So I am back to traditional blogging. Again. One year after I promised myself that I will go back to traditional blogging (after years of hiatus). One year after drunk-buying my own .org domain (which at that time I intended to use exclusively for ranting) – but never got to use it eventually.
I’ve been blogging since the 2000s. It was always how I dealt with depression. Somehow, it worked – especially back then when I couldn’t afford psychotherapy sessions, back when I couldn’t afford medicines.
Writing my crazies away had always been my favourite escape. And this year – as everyone would agree – is probably the craziest year in recent history. And the past few weeks had especially been bad – especially if you’re like me who’s hooked to global news.
As I was trying to figure out how to blog again, I revisited my old page (now set to private). And as I was scrolling down to read my old posts, I came across this post, which is basically the 2012 me talking to myself.
And for some unexplained sad reason, I feel like I can relate to the 2012 me:
You look back to who you were a year ago (and the years before that): you were a woman who make up for the things she can’t be and will never be by being filled with confidence, with passion, with enthusiasm, and with courage. With belief that you are just a radioactive bite-away from being the true-blue superhero of your own story. You were never afraid of new experiences and meeting new people and making friends. You were unapologetic for being who you are. Your idealism shines the brightest. You inspire people, and people inspire you.
Then several small things happened. One after the other, after the other. Small things.
Then you wake up to realise that you can no longer be the superhero of your own story. That you don’t even have your own story. You’re just a blurb or, perhaps, just one of the afterthoughts of one of the minor characters of another person’s story.
Is it because of incidents you have brought upon yourself? Is it because of how some people made you feel about yourself? That you’re not smart enough. That you’re growing fat. That you’re just one of the forgettable (and not properly-functioning) cogs in a machine.
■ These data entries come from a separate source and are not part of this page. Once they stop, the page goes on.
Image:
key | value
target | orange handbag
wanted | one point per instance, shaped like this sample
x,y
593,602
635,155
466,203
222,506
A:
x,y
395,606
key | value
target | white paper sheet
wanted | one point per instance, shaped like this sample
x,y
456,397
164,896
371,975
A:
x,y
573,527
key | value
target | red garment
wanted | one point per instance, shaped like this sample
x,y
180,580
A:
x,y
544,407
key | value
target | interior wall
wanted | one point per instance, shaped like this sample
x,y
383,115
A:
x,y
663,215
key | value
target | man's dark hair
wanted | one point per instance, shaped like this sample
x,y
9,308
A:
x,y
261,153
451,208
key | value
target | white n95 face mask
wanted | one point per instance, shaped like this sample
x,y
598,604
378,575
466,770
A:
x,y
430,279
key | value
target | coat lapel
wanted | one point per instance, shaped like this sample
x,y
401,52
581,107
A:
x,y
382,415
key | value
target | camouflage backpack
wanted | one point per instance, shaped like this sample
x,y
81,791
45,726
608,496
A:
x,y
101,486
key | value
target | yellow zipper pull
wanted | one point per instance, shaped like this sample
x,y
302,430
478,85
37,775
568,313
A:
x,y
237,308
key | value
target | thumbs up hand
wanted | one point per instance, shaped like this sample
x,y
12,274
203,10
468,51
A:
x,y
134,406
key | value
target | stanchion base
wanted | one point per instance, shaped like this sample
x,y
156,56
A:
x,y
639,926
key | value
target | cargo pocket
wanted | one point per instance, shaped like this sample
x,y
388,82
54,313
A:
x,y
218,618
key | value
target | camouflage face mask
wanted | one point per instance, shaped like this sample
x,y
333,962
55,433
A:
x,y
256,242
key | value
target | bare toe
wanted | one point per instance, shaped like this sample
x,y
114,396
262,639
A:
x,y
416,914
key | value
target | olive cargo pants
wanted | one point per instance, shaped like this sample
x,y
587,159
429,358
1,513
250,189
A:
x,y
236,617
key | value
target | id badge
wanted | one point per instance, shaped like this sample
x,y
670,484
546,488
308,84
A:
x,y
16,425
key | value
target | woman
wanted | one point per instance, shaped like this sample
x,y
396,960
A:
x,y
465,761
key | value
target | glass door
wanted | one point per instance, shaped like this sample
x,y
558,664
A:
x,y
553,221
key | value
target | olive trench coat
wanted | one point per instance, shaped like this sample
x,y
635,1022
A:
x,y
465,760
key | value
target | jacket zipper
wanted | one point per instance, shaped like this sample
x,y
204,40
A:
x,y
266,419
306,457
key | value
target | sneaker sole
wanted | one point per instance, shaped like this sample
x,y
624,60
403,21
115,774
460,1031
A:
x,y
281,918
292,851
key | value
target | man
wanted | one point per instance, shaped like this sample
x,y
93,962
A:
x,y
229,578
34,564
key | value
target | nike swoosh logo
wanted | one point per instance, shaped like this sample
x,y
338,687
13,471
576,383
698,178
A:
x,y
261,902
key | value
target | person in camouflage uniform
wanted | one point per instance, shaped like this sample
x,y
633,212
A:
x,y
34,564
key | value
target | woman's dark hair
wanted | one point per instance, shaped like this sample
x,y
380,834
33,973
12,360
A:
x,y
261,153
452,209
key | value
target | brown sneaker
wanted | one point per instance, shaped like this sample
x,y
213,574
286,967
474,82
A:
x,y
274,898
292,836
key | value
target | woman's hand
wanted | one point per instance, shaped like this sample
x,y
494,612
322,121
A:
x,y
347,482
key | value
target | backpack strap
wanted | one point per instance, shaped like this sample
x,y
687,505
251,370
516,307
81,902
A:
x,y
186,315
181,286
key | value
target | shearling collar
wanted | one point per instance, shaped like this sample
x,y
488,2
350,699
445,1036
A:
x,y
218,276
And now you are afraid of far too many things. Afraid to make new friends, afraid of interacting with people you just met. Afraid to make efforts just to improve how you look (in fact, you are noticing that you tend to dress down nowadays). Afraid to try to learn new skills. Afraid to even post on Facebook (something which you frequently do before) because it might be too risque, or, perhaps, too stupid for other people (who would probably comment on how idiotic you are for that post). Afraid to think on your own, without other people’s permission. Afraid to love. Afraid to be physically intimate, because you know that no one should be trusted on that level. Afraid to dream big. Afraid to live.
Now, you’re not even the shadow of who you were a year ago. You no longer feel relevant in your own story. And now you’re constantly wondering why you’re still alive and breathing, when deep down, you feel as dead as all your dreams. And now, living for you just meant waiting for everything to end.